AG 8: Normalität in der Sprache

AG-Koordination

Franz d'Avis (U Mainz) & Horst Lohnstein (U Wuppertal)

Abstract

Das Konzept der Normalität spielt in vielen Bereichen der Sprache eine zentrale Rolle. Ein möglicher Grund dafür ist, dass Annahmen über Normalität – Normalerwartungen oder Normalvorstellungen – die Komplexität sprachlichen Handelns reduzieren und damit Kommunikation vereinfachen bzw. erst ermöglichen: Bestimmte Ereignisse sind erwartbarer als andere, sie „verstehen sich von selbst“ und müssen nicht sprachlich verhandelt werden. Unter Bezug auf Konzepte wie Default, Salienz, Präferenz, Common Ground, Stereotyp, Prototyp oder Frame, die alle in unterschiedlicher Form auf die Kategorie der Normalität rekurrieren, wurden Phänomene der Syntax (z.B. normale Wortfolge, Default-Reihenfolge bei Argument Linking), der Semantik (z.B. generische Sätze, präferierte Lesarten) und der Pragmatik (z.B. Implikaturen, Frage-Antwort-Paare, Normalkontext) zu erfassen versucht. Trotzdem gibt es bisher keine kohärente linguistische Theorie der Normalität. Z.B. nutzt man ein Konzept von Default für die Analyse von skalaren Impikaturen (Einige Schüler waren pünktlich. +> Nicht alle Schüler waren pünktlich.).
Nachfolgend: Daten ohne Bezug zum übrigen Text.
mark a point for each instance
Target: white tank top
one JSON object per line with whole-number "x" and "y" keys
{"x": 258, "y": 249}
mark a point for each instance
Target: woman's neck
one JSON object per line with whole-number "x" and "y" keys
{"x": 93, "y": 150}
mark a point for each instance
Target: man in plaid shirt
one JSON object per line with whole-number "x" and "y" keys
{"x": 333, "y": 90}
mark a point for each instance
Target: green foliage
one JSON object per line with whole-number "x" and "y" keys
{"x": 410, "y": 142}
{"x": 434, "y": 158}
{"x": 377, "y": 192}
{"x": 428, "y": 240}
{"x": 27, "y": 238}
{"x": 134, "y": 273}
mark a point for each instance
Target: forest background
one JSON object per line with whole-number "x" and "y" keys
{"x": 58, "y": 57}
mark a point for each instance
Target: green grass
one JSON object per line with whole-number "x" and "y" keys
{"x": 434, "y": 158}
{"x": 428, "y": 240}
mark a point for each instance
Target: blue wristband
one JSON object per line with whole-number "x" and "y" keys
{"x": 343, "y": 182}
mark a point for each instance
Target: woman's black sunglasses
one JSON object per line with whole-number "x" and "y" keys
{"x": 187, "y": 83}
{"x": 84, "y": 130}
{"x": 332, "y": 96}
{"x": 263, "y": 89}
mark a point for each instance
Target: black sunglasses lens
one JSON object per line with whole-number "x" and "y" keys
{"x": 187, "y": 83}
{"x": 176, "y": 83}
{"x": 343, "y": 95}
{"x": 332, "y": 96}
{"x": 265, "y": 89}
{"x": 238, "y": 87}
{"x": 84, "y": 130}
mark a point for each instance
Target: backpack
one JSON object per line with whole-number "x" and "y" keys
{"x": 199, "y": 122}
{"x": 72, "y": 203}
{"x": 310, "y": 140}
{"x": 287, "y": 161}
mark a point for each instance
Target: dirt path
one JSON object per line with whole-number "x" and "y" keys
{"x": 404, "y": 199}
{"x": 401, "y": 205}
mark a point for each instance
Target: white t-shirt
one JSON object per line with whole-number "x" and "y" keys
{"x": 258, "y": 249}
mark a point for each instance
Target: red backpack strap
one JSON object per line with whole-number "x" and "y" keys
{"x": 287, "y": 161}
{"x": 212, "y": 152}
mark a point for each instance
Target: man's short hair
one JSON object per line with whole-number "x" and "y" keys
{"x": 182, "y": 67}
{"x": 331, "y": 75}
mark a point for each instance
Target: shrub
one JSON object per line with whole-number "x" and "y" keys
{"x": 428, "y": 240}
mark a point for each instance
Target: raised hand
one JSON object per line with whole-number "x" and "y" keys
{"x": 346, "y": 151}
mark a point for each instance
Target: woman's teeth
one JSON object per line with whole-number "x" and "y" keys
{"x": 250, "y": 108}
Neo-Grice’sche Analysen gehen davon aus, dass die Implikatur ‚nicht alle‘ normalerweise, d.h. in Abwesenheit von speziellen Umständen, mit dem Ausdruck einige assoziiert wird. Geurts (2010:93) weist nun allerdings darauf hin, dass „authors who claim that implicatures are defaults […] almost never endeavour to explain why”. Darüber hinaus gibt es eine Vielzahl sprachlicher Ausdruckstypen, bei deren Analyse man vermutlich auf ein Konzept von Normalerwartungen von Sprecher und/oder Hörer zugreifen muss, z.B. konzessive Konstruktionen, Exklamative. Solche Ausdruckstypen werfen die Frage auf, welchen Status Normalerwartungen von Sprechern in einer linguistischen Theorie haben sollen. Ziel der AG ist es, Linguist/inn/en zusammenzuführen, die sich aus verschiedenen Perspektiven mit Phänomenen linguistischer Normalität und Normalerwartung beschäftigen, um so die vorhandene Forschung in diesem Bereich zu bündeln und neue Perspektiven zu eröffnen. Mögliche Fragestellungen der AG sind:

  • Was ist Normalität in der Sprache?
  • In welchen Typen von Konstruktionen ist Normalität sprachlich kodiert?
  • Wie wird Normalität sprachlich etabliert?
  • Was sind normale Äußerungen (Antworten, Fragen, …)?
  • Wie viel Abweichung verträgt die Normalität?
  • Welche Rolle spielt der Kontext für die Etablierung von Normalitätserwartungen?
  • Was ist der Zusammenhang zwischen Normalität und Norm?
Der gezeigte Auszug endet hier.